Além dessa movimentação, que tem seu ponto maior em uma festa
de músicas e danças folclóricas no cume do morro, o pequeno cemitério local,
incrustado em uma ribanceira, fica pequeno para o número de estrangeiros e
outros visitantes que disparam ininterruptamente suas máquinas fotográficas,
inclusive na capela cemiterial, onde também está posta uma ofrenda. Percebe-se uma certa incompatibilidade de
alguns nativos com esta presença, no que não deixam de serem gentis, mas tanto
em Pátzcuaro, a cidade que dá acesso a Janitzio, quanto na própria ilha,
verifica-se a divulgação e o interesse de autoridades, comerciantes e moradores
pela participação de gente de fora, devido ao retorno econômico.
Por outro lado, na meia-noite e em outros momentos de maior comparecimento,
é comum o “engarrafamento” de visitantes nos descontínuos corredores entre os
túmulos. O problema se torna ainda maior porque grande parte do espaço está
tomado pelas ofrendas e por famílias
instaladas, inclusive com pessoas já dormindo. Outros fatores que complicam o
fluxo humano são a escuridão, o espocar de flashes fotográficos e a
parafernália de equipamentos de fotografia e cinevídeo, que muitas vezes
necessitam ser afixados em tripés para obter o melhor rendimento, mas que, por
isso, travam ainda mais as passagens. Em
Tzintzuntzan o espaço é maior (são, na verdade, dois cemitérios separados por
uma autopista) e a presença de estranhos menor, inclusive porque o evento é
menos divulgado e menos "industrializado".

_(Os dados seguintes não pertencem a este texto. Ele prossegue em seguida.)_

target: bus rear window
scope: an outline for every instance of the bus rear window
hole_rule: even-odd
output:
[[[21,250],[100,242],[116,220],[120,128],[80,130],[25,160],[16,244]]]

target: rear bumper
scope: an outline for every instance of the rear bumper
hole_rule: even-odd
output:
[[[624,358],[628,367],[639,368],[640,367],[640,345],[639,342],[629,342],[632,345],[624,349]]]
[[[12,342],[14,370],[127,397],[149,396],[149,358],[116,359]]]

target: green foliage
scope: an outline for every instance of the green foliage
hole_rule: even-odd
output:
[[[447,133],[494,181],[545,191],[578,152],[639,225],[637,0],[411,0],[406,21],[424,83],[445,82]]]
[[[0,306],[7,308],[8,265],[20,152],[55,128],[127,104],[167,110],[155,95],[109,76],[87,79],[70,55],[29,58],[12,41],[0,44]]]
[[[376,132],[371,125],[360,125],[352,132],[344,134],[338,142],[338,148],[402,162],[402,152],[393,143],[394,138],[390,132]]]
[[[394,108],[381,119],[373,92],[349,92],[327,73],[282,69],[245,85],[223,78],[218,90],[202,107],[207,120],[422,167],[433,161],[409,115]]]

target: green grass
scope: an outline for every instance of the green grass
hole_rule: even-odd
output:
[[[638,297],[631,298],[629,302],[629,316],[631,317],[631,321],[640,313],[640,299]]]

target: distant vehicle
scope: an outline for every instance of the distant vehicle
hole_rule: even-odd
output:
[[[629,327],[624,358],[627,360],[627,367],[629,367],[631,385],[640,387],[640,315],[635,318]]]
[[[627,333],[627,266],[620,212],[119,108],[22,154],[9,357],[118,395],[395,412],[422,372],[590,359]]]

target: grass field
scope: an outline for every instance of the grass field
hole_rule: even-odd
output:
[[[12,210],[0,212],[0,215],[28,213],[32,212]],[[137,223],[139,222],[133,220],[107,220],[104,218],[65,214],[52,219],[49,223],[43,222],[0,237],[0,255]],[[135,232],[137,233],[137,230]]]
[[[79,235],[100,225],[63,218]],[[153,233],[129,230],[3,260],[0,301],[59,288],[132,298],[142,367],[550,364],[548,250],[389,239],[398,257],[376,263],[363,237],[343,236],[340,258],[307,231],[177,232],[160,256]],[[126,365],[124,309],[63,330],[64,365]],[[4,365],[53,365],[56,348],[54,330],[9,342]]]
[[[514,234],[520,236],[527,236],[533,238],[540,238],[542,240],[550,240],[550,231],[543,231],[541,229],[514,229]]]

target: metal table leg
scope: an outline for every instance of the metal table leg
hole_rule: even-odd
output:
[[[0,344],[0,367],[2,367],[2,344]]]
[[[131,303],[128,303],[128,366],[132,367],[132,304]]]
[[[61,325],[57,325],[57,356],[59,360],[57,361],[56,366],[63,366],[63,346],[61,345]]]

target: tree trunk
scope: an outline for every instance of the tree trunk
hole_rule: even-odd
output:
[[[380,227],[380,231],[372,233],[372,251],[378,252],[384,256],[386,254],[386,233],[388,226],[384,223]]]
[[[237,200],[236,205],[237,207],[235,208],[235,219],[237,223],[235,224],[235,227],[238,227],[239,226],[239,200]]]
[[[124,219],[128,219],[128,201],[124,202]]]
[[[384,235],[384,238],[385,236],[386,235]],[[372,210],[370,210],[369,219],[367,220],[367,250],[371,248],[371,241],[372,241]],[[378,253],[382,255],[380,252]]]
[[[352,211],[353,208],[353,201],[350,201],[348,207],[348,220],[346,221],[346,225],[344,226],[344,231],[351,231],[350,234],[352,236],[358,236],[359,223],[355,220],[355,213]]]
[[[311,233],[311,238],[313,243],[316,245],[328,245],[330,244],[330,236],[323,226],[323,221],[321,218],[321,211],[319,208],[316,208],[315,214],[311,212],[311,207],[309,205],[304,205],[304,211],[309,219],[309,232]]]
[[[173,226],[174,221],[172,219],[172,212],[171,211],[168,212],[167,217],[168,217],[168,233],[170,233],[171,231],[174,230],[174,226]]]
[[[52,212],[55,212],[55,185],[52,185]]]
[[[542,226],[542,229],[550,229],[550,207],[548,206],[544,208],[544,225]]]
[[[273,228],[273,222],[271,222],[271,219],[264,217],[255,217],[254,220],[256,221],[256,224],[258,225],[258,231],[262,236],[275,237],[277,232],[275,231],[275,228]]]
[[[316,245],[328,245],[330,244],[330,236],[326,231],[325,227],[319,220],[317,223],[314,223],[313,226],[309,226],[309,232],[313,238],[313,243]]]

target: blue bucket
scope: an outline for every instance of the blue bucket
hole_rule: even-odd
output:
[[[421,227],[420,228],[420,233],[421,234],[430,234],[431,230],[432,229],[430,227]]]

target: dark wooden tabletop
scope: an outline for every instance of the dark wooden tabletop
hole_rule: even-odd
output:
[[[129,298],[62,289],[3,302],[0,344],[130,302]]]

Alguns tradicionalistas já reclamam que, tanto em Pátzcuaro
quanto na Cidade do México, já existe alguma contaminação da cultura com traços
do halloween, a festa céltica difundida pelos americanos e que faz os jovens
procurarem boates nessas mesmas datas, vestidos de personagens de TV e cinema. De fato, é muito comum ver a disseminação das
fantasias entre os adolescentes, bem como a mobilização destes para festas mais
urbanas, mesmo no interior.
Em Valladolid, no coração da península de Yucatán (próximo a
Cancun e Mérida), onde o costume da Festa de Muertos
é restrito a pequenas “ofrendas” domésticas, o padre Gilberto Perez Ceh contou
que a igreja incentiva a montagem dos altares residenciais, estabelecendo um
concurso entre as famílias, aproveitando também a oportunidade como um momento
de catequese. Ainda conforme o sacerdote, é comum haver uma segunda oferta de
alimentos oito dias após a festa de finados.
Também em Valladolid, ouvi de um guia maia que descendentes
desta tribo preparam uma ceia familiar e reservam um prato para ser enterrado,
destinado a quem já se foi. Segundo ele, nestes casos, o alimento pesa por
poucas horas na barriga dos comensais.
COSTUMES FUNERÁRIOS – Não se usam pedras pretas no
revestimento dos túmulos, o que, segundo um coveiro em Tzintzuntzan, tem a ver
com a ideia de que as sepulturas de cor escura não trariam bom agouro aos
mortos. Ainda em Tzintzuntzan, no funeral observado, foi colocado um terço de
rosário aberto no fundo da cova, uma vela inserida na parede interna da
sepultura e, conforme o mesmo coveiro, ali seria depositada também água benta,
antes que se baixasse o caixão. Conforme ele, isso é feito em todos os
funerais, também como parte do costume local.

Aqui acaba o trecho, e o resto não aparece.